A golf-course architect has six linden trees, five white birch trees, and three bald cypress trees to plant in a row along a fairway. In how many ways can the landscaper plant the trees in a row, assuming that the trees are evenly spaced?
The trees-can be planted in different ways.

Step 1 ：The problem is a permutation problem with repetition. The total number of trees is 6 (linden) + 5 (white birch) + 3 (bald cypress) = 14 trees. Since the trees of the same type are indistinguishable, we need to divide the total permutations by the repetitions of each type of tree.
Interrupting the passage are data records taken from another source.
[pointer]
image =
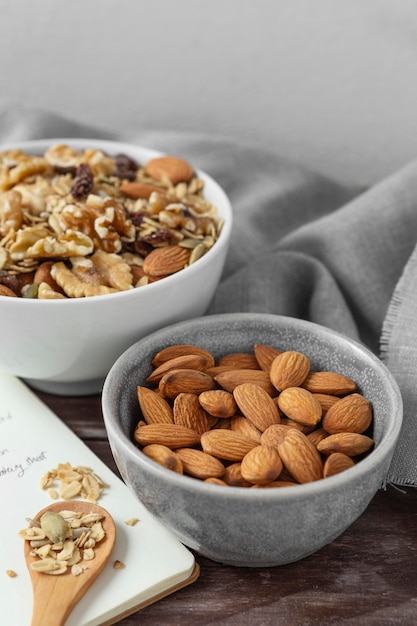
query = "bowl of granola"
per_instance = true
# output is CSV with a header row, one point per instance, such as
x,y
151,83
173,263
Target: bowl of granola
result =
x,y
256,439
101,243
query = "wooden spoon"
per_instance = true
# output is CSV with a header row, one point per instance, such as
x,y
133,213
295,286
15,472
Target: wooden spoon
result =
x,y
54,596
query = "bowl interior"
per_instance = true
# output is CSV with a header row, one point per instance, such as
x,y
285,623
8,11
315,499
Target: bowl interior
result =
x,y
220,334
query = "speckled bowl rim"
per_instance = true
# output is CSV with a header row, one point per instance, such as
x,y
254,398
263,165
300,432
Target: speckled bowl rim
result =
x,y
356,473
113,147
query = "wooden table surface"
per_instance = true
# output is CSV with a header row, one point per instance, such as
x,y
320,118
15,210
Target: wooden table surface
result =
x,y
368,576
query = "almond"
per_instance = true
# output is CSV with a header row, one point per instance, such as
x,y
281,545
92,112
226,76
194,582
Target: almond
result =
x,y
256,405
172,168
300,457
187,361
353,414
300,405
289,369
233,476
165,261
265,355
215,481
218,402
317,435
232,378
164,456
226,444
170,435
200,464
238,360
261,465
326,400
155,409
139,190
184,381
188,412
329,382
273,434
304,428
336,463
351,444
171,352
243,426
276,483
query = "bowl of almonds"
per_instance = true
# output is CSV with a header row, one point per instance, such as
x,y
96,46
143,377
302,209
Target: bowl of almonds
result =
x,y
100,243
256,439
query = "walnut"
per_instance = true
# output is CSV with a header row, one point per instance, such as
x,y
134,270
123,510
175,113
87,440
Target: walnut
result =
x,y
83,182
26,238
73,286
114,271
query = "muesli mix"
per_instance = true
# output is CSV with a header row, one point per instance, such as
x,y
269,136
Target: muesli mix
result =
x,y
79,223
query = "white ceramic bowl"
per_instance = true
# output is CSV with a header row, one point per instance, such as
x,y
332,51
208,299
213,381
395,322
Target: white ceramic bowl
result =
x,y
253,527
68,346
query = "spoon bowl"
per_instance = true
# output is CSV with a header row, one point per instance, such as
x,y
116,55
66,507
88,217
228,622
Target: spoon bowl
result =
x,y
55,596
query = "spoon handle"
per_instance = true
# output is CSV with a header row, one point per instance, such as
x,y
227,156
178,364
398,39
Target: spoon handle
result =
x,y
51,606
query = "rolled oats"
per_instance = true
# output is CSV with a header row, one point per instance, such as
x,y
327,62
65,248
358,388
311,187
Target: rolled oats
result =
x,y
65,541
109,211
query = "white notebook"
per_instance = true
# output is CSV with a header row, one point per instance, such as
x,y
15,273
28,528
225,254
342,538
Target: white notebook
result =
x,y
34,440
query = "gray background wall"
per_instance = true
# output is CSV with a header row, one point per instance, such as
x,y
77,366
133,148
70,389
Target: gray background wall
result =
x,y
329,83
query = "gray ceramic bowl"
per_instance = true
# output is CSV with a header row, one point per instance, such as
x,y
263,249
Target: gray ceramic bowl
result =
x,y
253,527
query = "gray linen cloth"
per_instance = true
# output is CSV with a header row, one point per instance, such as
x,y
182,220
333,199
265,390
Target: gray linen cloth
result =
x,y
302,245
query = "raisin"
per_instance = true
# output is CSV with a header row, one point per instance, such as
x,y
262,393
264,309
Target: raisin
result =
x,y
83,182
69,169
126,167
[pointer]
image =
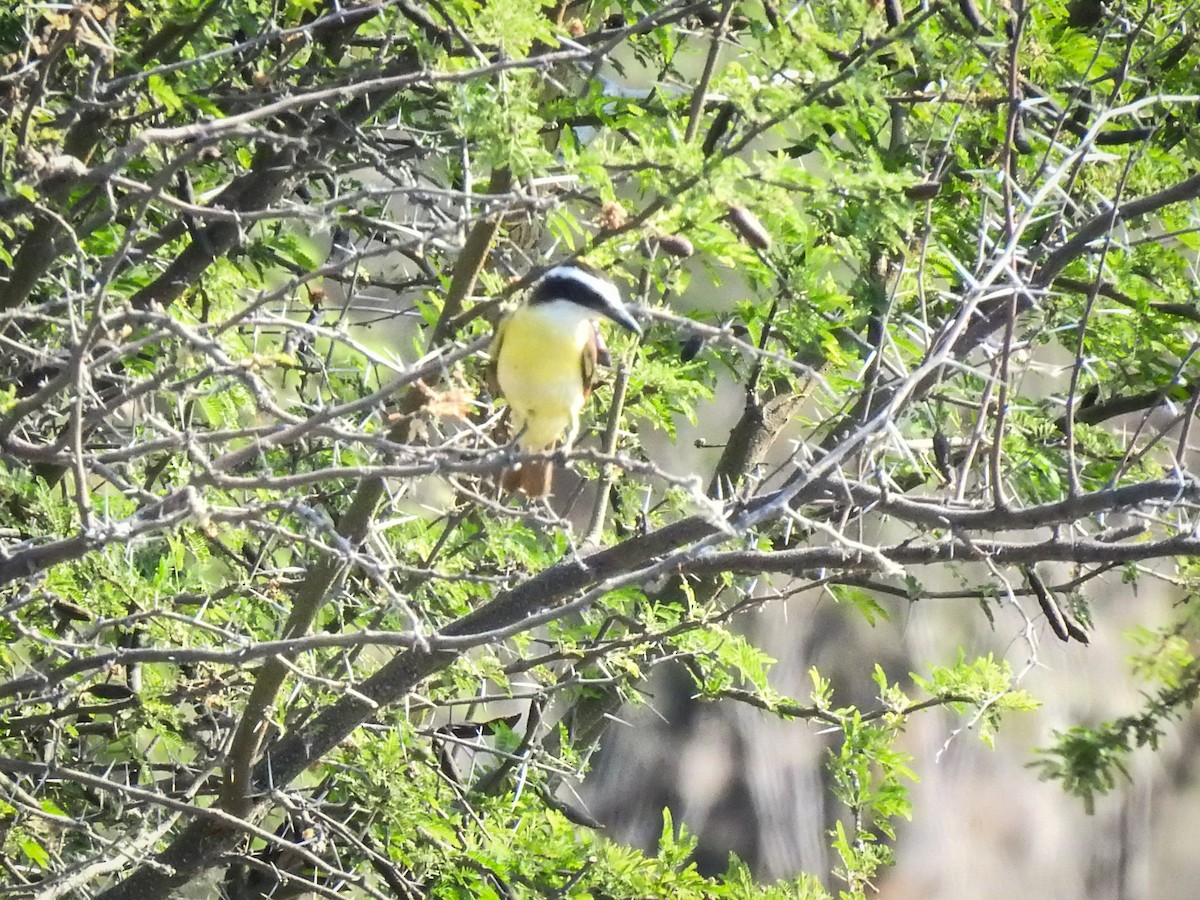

Step 2 ：First, calculate the total permutations of 14 trees, which is \(14!\) or 87178291200.

Step 3 ：Next, calculate the permutations of each type of tree. The permutations of 6 linden trees is \(6!\) or 720, the permutations of 5 white birch trees is \(5!\) or 120, and the permutations of 3 bald cypress trees is \(3!\) or 6.

Step 4 ：Finally, divide the total permutations by the permutations of each type of tree. The number of ways the landscaper can plant the trees is \(\frac{87178291200}{720 \times 120 \times 6}\) or 168168.

Step 5 ：Final Answer: The landscaper can plant the trees in \(\boxed{168168}\) different ways.